We also compared the performance of the models with RELMA's Lab Auto Mapper for local terms from these three test institutions. For this analysis we used the most recent publicly available version, RELMA v5.6.31 The Lab Auto Mapper uses a series of algorithms optimized for laboratory terms to generate a list of candidate LOINC codes. In addition to using words contained in a local term's description, it can also leverage information from battery terms, units of measures, common tests, and the synonymy contained in LOINC. Its score is based on the number and proportion of words that are matched between the local term and the fully specified LOINC name.32 We followed the recommended procedures for loading local terms into RELMA and running the Lab Auto Mapper as described in the RELMA Users’ Manual and LOINC and RELMA tutorial produced by Regenstrief Institute.32 33
Lastly, we investigated whether a threshold Maxent score could serve as a useful cut-off score for always identifying the correct LOINC code. We first plotted the rank of the correct LOINC code among the top five against its Maxent score for each term in the test set, and then evaluated the Maxent score above which the correct LOINC code was always ranked first.

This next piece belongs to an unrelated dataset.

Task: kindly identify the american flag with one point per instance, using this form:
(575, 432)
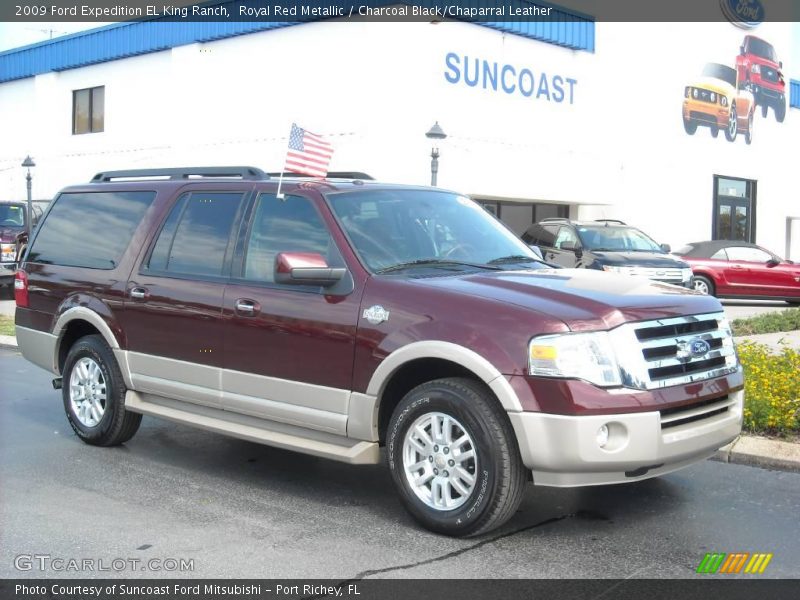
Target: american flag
(308, 153)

Evaluating the models’ performance with incremental growth in corpus size
To determine our models’ performance against an incrementally growing corpus we again used the test set of all local laboratory terms from the three institutions as above. However, this time 12 training sets were used, each containing local terms from the corpus (minus those in the test set) in chronological order based on the time stamp when they were manually mapped. Each training set contained terms in 6400 increments. Thus, the first training set contained the first 6400 local terms created in the corpus; the second training set contained the first 12 800 local terms; and the twelfth and last training set contained all the local terms. Our choice of creating 12 training sets (each with 6400 additional terms) was arbitrary, but illustrates how the models perform as the corpus grows when new terms are added.

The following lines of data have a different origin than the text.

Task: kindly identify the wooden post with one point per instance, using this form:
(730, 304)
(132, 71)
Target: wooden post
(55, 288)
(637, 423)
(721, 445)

Normalized local term descriptions from the test set were applied against Maxent and Lucene models created from each of the 12 training sets. The top five scoring LOINC codes resulting from each model were compared with the LOINC code assigned by manual mapping (our gold standard).
Results
Our corpus from 104 institutional code sets contained 81 691 local terms, each associated with a description and mapped to a LOINC code. These local terms were mapped to 7565 unique LOINC codes and contained 244 405 total words and 11 620 unique words in their descriptions (test names). This corpus was built from 1997 to 2012 as a byproduct of the INPC expansion. New local terms were added to the INPC master dictionary and mapped to LOINC both because new institutions began to participate in the health information exchange and because participating institutions created new local terms. Figure 1 shows the growth in number of unique LOINC codes and number of unique words associated with all local terms as the corpus has expanded with new local terms.

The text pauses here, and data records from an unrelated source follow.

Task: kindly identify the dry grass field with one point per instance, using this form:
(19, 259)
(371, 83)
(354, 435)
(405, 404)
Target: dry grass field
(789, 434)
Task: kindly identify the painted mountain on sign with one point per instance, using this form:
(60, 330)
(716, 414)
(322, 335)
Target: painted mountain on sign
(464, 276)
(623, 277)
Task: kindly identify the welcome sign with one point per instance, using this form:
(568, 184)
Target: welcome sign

Results of validating the models using 80/20 splits
In each of the 20 iterations of random subsampling from our corpus into 80% for training and 20% for testing, there were 65 361 local terms in the training set and 16 330 local terms in the test set. The number of unique LOINC codes to which these local terms were mapped varied between 7115 and 7190 for the training set and between 4391 and 4493 for the test set.
Maxent ranked the correct (manually mapped) LOINC code first for 11 513 to 11 661 (70.5–71.4%, mean 71.0%) local terms in the test sets and ranked the correct LOINC code among the top five for 13 871 to 14 073 (84.9–86.2%, mean 85.5%). Lucene ranked the correct LOINC code first for 10 407 to 10 610 (63.7–65.0%, mean 64.3%) of local terms in the test sets and ranked the correct LOINC code among the top five for 13 649 to 13 841 (83.6–84.8%, mean 84.2%). These results for each of the 20 iterations are shown in figure 2.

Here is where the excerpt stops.